Editori contro l'IA di Anthropic addestrata sui brani di Rolling Stones ed Elton John
Media, il chatbot Claude avrebbe usato testi e musica di 20 mila canzoni
Un consorzio di editori musicali guidato da Universal Music Group e Concord Music Group ha intentato una causa contro Anthropic, accusando la società di intelligenza artificiale di aver scaricato illegalmente oltre 20.000 canzoni protette da copyright. Secondo la denuncia riportata da Reuters, l'azienda avrebbe utilizzato testi e composizioni di artisti come i Rolling Stones, Elton John e Neil Diamond per addestrare il chatbot Claude senza alcuna licenza. Gli stessi autori, nel 2023, avevano fatto causa ad Anthropic per violazione dei testi di circa 500 brani.
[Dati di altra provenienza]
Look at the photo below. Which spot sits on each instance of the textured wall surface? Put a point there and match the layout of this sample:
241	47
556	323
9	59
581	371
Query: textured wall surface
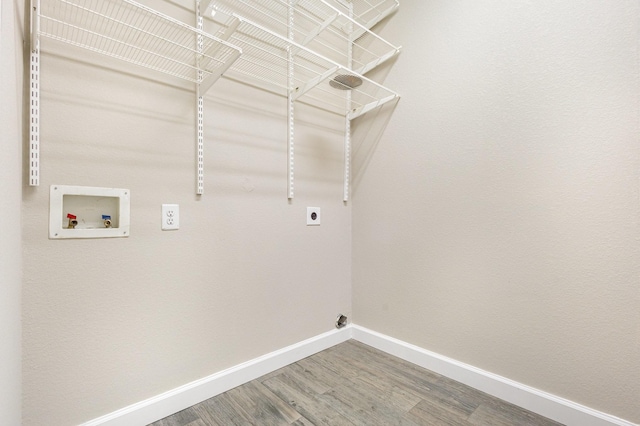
111	322
497	220
10	178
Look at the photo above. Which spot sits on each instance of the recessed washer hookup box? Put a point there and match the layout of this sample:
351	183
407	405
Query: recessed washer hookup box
88	212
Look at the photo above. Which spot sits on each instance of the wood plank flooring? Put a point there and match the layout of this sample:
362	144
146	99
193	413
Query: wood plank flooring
353	384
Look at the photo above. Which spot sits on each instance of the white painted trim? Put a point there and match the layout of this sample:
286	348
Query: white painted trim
185	396
540	402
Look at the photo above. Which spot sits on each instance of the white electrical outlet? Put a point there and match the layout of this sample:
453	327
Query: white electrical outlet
170	217
313	216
Il caso è ancora aperto. "I potenziali danni sono di oltre 3 miliardi di dollari", riferisce una nota di accompagnamento della nuova causa, ripresa da Reuters. "Riteniamo che questo sarà uno dei più grandi (se non il più grande) casi di violazione del copyright mai intentato negli Stati Uniti". Il sito Engadget sottolinea come il team legale sia lo stesso del caso "Bartz contro Anthropic", conclusosi lo scorso anno con un risarcimento di 1,5 miliardi di dollari a favore di migliaia di scrittori. In quell'occasione, il giudice William Alsup stabilì che, sebbene l'addestramento dei modelli di IA possa essere considerato lecito, l'acquisizione dei contenuti tramite canali illegali resta un reato. Gli avvocati degli editori avrebbero scoperto le prove della presunta violazione sui 20.000 brani durante le indagini del processo precedente.